# Advice - moving to Algarve



## Ben&Cassia (May 1, 2016)

Hello everyone, my first post ever. My name is Ben, 38 years old and have been living in Balneario Camboriu, South Brazil since Sept. 2007. I have been working as an English teacher here for about the same time, for a very well renowned school. I`m also a Cambridge certified speaking examiner and I also do proofing reading. My wife Cassia is a Brasilian national, she is the manager of the school where we work, she is 45 with a Brasilian Passport only.

We are now looking to move to the Algarve, realistically in mid-January next year. I understand that it`s ok for UK passport holders to reside in Portugal and register after 3 months, but would there be any problems for my wife who holds a Brasilian passport?

Also, I`m wondering how easy it would be to find work, teaching preferably. Another thing, I do have a full UK driving licence, for cars, not motorcycles, but on my Brazilian licence I have motorcycles also. Would I be able to ride a motorcycle there using my Brazilian licence?

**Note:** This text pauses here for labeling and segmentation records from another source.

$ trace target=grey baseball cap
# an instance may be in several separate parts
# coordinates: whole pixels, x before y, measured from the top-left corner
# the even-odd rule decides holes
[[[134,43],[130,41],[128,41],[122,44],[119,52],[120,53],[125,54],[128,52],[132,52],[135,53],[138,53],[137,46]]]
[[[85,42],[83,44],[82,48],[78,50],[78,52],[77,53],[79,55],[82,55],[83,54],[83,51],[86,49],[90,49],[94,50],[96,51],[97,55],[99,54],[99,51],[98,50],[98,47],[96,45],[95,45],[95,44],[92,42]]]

Finally, what are your recommendations for an area to live in Algarve, I`ve heard that Vilamoura is nice, or Lagos, Faro.? Any advice and suggestions would be most welcome and thanks again in advance. 

Ben


----------



## Pgmills (Jan 19, 2015)

Can't help you with the motorbike issue but I can say that there is no issue with Brazilians getting a right to reside so long as they have sufficient assets/ income to support themselves. As A non Wu spouse of an EU resident there is also a right to reside ( on application to SEF).
Vilamoura is expensive, Lagos less so.


----------



## Ben&Cassia (May 1, 2016)

Thanks for the advice, I had a feeling that would be the case, so that`s good. We would rent in the beginning and rent our place out here in Brazil. The only issue would be getting work. I suppose I could apply directly to Nobel International School. Are there any well known Private English schools in Algarve?

What is Quarteira or Tavira like? are they nice places to stay?

Thanks


----------



## Strontium (Sep 16, 2015)

Ben&Cassia said:


> Hello everyone, my first post ever. My name is Ben, 38 years old and have been living in Balneario Camboriu, South Brazil since Sept. 2007. I have been working as an English teacher here for about the same time, for a very well renowned school. I`m also a Cambridge certified speaking examiner and I also do proofing reading. My wife Cassia is a Brasilian national, she is the manager of the school where we work, she is 45 with a Brasilian Passport only.
> 
> We are now looking to move to the Algarve, realistically in mid-January next year. I understand that it`s ok for UK passport holders to reside in Portugal and register after 3 months, but would there be any problems for my wife who holds a Brasilian passport?
> 
> ...


Welcome, I used to live in Belém which is neither nearby nor useful information to you but maybe in the same timezone. Finding work in Portugal would probably be you biggest problem, the net migration away from here is mainly due to the economic situation and lack of employment opportunities. People leave here because of lack of work and you will be competing against locals with their family support and lower living costs. The expat immigration is mainly not taking part in paid employment here with a few exceptions. The population is 10 million and is spread around the country, there are more jobs in the places of higher population like Lisbon and Oporto where as the Algarve has a more seasonal/holiday population where some places close for the low season. The rules on motorcycles seem to be a bit convoluted and murky, I have a full uk licence + HGV etc but upon being resident this should become a PT licence where the categories of motorbikes differ and a PT licence "grandfather right" for smaller bikes if you licence predates some date BUT I cannot find if this date applies to non-PT licences. The Honda bike shop in Tomar suggested sub 125cc class was good for a full car licence holder but I am off to bike rental place to check their rules on licences and categories.


----------



## Ben&Cassia (May 1, 2016)

Thanks for that advice. I had a feeling that it would be something like that. I wouldn't go without work. When I moved to Brazil, we feel on our feet, got lucky with a great school with great pay, but not sure we would have the same luck. I'll contact a few places and see what they say. Algarve is appealing as it's so much closer to home, the language I can follow and weather the same as where I am now. Just gotta sort out the income somehow. Thanks for your help.


----------



## smudges (May 2, 2013)

I think I saw an comment a few weeks ago on here about an English school opening in the Algarve and inviting applications from teachers to work there. I don't know how to search for it, though.
HTH.


----------